I heard her talking about this image, thought it was cool, but pushed it to the back of my mind. At the Awakening, I asked the Lord what He had to say about India. He gave me my own very unique image of a garden.
He told me that India would be like the two of us walking through a garden together. As we walked, the Lord would be pointing out all of the beautiful flowers. He would romance me with the uniqueness of each of the flowers. As we walked, He would also point out the thorns. He would point out the places that hurt, ask me to prick my finger on them, and feel the hurt. After a while, I would be able to point out the flowers and thorns for myself. I wouldn’t need Him to be pointing them out for me anymore. He said that it would be a beautiful time of truly exploring my garden and knowing the fullness of it.
As He continued to grow this image throughout the month, He showed me that I couldn’t fully experience the flowers if I didn’t feel the fullness of the thorns. I couldn’t try and push the thorns to the corner and expect to not lose the roses that came with them. I needed to appreciate the fullness of the rose, thorns and all, in order to fully see it’s beauty.
The Lord obviously knew what He was talking about because WOW India has been exactly what He promised it would be. He’s shown me the hurts in my current life and in my past. He’s allowed me the space to process them and feel the fullness of them. He’s given me the vulnerability to talk about what it feels like to truly feel these hurts.
It’s been painful but it’s been so, so good.
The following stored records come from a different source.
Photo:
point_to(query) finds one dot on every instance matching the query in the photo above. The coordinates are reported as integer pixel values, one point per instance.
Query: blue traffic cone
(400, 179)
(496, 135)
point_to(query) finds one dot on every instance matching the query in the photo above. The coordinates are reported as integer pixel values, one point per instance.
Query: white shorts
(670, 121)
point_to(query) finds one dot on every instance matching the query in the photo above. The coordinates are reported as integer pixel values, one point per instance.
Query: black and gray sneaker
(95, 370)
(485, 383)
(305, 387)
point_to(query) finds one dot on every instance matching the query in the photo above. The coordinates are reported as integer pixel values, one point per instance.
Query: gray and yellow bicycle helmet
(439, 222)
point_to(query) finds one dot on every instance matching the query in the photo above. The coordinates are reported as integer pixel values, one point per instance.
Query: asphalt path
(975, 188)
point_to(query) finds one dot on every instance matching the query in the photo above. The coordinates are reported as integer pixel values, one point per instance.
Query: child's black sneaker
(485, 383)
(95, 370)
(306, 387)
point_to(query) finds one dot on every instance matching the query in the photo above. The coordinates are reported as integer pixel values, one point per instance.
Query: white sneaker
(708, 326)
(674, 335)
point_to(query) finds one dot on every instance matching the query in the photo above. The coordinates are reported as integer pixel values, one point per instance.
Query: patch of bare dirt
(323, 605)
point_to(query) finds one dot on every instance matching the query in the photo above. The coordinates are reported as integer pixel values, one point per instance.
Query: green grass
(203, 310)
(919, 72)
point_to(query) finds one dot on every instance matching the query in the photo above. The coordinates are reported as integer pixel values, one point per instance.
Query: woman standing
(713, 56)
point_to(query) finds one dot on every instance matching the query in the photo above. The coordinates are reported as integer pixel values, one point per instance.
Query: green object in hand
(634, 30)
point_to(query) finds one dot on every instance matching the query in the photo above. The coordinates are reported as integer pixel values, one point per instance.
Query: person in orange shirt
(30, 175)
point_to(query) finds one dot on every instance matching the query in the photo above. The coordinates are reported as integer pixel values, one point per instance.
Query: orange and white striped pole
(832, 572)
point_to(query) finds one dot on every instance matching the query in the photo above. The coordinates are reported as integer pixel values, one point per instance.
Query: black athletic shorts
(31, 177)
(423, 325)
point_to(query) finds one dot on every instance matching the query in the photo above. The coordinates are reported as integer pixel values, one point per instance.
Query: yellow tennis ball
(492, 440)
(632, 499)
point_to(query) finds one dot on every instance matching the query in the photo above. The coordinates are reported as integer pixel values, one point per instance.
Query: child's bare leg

Instead of numbing these things, I’ve actually been able to feel them fully. In turn, I’ve been able to feel the fullness of all the joy that the Lord has given me. Our brains don’t allow us to selectively numb emotions. As we choose into our hard emotions, we’re also choosing into fuller, more genuine joyful feelings.
The Lord (and Brene Brown?) has shown me what it looks like to own my story and love myself through it. It brings hurt, vulnerability, trust, fear, and joy.
SO, so much joy.
Our squad is getting ready to head in to the hills of India. We’ll be splitting into our teams and diving into the rural, remote areas of India to really spread the gospel and make a difference. Please keep us in your prayers as we make this transition!!